We live in a warming world. Even if all burning of fossil fuels were to cease tomorrow, the build-up of greenhouse gases in the Earth’s atmosphere is still severe enough that in 2100, the Earth is projected to be at least several degrees warmer than during the pre-industrial era. That warming brings with it certain hazards – droughts, the spread of infectious diseases, the extinction of species. But there’s one hazard in particular that will require an engineering response: the rise of sea levels.

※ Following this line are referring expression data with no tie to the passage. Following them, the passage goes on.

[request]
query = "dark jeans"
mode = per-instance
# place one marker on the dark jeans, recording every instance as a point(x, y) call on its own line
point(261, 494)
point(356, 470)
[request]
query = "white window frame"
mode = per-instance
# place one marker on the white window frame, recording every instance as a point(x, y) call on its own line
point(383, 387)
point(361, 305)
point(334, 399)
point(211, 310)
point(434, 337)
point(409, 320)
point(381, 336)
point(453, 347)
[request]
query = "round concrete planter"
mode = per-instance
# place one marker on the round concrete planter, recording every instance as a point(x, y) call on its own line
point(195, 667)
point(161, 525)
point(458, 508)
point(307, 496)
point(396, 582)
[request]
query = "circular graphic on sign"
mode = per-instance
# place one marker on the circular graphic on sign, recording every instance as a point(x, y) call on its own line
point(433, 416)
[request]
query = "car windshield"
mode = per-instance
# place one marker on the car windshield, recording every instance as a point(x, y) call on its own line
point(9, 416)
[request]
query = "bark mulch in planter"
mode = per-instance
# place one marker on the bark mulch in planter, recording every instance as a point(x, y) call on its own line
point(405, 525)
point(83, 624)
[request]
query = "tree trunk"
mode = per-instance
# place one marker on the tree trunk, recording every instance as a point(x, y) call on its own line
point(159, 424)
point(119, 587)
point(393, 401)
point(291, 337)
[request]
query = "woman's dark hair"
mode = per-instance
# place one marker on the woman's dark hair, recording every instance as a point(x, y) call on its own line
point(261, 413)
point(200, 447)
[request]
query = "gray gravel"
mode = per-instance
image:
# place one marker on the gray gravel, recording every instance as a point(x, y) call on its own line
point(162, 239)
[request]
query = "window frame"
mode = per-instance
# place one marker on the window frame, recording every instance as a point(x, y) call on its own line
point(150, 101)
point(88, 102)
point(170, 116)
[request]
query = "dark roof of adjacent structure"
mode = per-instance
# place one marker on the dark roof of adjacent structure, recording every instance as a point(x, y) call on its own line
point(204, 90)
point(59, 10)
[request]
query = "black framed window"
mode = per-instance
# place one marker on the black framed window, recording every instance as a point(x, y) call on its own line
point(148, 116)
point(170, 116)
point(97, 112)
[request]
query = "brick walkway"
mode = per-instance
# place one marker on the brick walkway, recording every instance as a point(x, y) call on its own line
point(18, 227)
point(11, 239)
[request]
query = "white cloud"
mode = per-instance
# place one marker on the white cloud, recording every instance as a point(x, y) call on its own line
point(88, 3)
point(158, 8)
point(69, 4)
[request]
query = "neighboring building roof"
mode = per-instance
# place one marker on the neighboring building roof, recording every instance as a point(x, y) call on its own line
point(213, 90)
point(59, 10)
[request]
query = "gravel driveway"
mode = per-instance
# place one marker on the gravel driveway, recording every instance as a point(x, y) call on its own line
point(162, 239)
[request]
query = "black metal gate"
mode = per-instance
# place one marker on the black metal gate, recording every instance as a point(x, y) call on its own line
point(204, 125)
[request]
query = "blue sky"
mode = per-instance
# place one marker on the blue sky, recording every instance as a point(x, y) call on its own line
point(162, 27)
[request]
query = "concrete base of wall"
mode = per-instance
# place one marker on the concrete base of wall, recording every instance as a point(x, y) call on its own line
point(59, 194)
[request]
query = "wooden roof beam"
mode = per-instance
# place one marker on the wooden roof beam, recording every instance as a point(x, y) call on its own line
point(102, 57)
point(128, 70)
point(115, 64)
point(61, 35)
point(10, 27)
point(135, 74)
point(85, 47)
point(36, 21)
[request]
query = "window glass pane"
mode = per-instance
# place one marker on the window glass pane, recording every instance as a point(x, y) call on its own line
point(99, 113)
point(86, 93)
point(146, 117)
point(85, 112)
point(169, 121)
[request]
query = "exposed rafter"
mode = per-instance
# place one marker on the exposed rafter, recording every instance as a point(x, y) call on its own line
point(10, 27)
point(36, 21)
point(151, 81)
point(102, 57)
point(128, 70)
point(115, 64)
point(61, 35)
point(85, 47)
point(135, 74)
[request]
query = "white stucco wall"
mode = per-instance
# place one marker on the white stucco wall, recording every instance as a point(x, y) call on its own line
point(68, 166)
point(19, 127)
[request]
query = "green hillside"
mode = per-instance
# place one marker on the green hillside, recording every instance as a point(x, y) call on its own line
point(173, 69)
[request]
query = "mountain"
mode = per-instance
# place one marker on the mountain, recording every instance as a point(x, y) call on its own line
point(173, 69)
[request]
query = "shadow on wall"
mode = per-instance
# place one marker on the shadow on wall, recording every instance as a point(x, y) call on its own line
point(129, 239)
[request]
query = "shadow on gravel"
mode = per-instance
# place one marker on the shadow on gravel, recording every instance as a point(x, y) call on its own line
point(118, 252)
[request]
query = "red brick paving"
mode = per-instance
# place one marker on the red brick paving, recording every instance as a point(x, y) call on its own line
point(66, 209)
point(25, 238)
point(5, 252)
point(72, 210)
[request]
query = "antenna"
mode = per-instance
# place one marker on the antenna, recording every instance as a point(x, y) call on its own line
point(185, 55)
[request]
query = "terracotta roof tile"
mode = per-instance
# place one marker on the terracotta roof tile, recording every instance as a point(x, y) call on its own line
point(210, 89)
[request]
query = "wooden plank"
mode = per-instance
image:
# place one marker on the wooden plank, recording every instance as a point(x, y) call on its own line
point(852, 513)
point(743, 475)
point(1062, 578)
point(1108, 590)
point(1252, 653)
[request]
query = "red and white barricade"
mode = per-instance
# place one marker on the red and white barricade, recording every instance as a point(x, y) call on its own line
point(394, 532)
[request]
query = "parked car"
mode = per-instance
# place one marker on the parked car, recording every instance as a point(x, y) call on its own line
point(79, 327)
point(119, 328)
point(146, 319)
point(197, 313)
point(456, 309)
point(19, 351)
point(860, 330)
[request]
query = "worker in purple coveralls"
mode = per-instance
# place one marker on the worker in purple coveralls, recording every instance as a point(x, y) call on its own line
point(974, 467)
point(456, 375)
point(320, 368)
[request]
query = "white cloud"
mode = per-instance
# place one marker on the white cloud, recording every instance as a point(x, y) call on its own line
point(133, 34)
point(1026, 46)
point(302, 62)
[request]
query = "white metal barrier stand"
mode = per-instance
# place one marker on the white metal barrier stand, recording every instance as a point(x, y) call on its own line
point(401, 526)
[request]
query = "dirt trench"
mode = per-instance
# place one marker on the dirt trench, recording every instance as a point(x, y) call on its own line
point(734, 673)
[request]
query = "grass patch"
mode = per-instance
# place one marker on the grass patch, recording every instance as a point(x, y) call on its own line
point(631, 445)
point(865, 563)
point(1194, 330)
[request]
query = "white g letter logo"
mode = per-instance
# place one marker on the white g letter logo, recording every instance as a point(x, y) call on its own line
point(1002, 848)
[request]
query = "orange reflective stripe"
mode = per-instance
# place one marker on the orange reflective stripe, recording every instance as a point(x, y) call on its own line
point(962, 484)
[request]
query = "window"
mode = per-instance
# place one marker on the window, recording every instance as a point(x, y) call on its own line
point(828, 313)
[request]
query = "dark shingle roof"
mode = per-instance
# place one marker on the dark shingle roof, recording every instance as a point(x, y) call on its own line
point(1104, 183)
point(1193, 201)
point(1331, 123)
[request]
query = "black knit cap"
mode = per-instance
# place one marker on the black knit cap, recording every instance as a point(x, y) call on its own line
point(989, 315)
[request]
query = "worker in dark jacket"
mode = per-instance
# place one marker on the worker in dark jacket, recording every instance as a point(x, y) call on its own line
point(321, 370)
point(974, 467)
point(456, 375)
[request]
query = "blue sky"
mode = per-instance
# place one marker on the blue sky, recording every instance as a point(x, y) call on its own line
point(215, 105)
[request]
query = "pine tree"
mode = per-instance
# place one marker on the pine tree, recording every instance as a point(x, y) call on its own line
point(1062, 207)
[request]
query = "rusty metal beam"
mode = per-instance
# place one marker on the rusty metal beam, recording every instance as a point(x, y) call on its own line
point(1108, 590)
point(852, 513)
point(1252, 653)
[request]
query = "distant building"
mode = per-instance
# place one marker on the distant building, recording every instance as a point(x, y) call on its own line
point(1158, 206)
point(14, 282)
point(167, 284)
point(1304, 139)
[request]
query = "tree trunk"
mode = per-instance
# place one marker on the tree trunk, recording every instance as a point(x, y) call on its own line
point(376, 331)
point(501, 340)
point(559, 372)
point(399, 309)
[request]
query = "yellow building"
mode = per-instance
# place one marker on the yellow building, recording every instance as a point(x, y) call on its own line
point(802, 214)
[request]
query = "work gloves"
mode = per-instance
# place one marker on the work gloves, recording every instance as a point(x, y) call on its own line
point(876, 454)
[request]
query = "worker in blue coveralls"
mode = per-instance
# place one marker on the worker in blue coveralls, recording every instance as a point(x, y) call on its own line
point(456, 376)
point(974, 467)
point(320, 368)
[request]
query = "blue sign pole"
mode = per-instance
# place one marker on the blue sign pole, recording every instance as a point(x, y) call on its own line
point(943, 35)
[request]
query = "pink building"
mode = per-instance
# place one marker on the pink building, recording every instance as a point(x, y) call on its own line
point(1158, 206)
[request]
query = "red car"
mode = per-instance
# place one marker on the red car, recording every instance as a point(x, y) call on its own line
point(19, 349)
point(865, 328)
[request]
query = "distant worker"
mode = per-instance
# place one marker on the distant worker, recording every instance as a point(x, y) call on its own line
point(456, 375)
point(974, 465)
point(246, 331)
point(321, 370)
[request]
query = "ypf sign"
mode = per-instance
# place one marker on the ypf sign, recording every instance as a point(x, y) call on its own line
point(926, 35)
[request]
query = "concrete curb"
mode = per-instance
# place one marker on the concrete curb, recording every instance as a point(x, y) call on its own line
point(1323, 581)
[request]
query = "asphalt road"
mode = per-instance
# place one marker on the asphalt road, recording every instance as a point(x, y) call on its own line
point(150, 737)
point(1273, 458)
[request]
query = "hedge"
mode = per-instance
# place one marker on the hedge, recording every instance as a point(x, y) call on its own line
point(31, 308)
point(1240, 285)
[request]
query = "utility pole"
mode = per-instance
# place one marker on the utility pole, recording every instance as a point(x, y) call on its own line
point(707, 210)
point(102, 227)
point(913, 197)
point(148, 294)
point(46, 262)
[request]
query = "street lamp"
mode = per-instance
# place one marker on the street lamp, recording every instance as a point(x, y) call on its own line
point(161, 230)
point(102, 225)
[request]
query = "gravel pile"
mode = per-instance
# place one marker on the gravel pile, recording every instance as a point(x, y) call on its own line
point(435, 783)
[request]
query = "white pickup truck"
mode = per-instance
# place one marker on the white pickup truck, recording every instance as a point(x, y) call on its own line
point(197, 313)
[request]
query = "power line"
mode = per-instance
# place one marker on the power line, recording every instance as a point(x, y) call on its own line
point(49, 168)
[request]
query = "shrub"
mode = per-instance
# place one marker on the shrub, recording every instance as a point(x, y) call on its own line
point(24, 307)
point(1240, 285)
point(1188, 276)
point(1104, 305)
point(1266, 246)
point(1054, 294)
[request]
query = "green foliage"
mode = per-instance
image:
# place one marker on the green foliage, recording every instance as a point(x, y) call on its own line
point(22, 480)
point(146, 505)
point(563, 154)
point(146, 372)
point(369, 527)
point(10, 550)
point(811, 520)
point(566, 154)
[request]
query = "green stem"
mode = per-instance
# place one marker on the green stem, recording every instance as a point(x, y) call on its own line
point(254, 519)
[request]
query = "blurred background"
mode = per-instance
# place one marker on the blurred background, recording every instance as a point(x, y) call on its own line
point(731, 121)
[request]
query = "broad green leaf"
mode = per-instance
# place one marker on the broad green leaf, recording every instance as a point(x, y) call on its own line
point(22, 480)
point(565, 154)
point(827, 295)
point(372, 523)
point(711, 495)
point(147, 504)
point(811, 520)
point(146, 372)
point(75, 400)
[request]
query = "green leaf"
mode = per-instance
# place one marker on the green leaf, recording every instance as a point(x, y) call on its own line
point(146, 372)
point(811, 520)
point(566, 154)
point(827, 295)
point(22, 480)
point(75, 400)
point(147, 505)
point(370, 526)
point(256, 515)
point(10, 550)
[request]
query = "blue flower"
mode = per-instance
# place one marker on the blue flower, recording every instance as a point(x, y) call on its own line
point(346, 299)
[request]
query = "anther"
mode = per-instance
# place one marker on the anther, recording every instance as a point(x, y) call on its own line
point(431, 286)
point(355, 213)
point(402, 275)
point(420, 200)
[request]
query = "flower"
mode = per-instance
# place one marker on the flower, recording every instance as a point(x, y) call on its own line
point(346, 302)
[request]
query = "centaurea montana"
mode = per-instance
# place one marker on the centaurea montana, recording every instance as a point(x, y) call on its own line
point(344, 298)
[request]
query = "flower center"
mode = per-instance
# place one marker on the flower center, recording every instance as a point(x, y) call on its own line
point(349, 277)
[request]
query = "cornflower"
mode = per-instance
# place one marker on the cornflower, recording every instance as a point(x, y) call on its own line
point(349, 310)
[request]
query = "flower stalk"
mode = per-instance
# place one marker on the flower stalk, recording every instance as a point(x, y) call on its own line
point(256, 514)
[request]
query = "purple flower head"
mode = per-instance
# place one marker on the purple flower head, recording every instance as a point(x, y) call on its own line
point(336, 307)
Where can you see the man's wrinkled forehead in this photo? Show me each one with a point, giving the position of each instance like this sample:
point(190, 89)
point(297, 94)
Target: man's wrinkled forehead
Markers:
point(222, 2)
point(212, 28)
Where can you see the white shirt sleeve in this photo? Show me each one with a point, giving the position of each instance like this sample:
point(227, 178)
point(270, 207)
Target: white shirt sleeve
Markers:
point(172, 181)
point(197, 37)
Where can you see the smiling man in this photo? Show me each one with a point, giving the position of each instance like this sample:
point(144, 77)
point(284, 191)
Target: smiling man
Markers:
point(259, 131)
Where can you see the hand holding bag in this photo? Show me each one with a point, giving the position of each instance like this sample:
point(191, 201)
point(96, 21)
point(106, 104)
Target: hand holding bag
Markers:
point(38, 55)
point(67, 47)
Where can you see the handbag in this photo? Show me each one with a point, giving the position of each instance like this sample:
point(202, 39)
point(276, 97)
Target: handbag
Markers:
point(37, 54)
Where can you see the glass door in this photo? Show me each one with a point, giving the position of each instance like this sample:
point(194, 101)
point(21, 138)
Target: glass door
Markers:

Seas are expected to rise by at least a few inches by the end of this century, and possibly by as much as a meter – principally owing to the thermal expansion of the ocean but also because of melting ice sheets in Antarctica and Greenland. A few inches may not sound like much, but it’s enough to threaten a low-lying coast and is particularly troubling to regions within reach of a hurricane. What’s more, when you consider that about half of the population of the United States lives near the coast, even a modest amount of sea-level rise radically alters the calculus of flood protection along thousands of miles of shoreline.

“I have never addressed a larger challenge in my life,” says Robert Bea, a professor of civil and environmental engineering at the University of California, Berkeley. “This one, it just blows my mind.” Bea has studied both the New Orleans and Sacramento areas and notes frightening similarities. “I hope Arnold Schwarzenegger knows how to swim,” he says.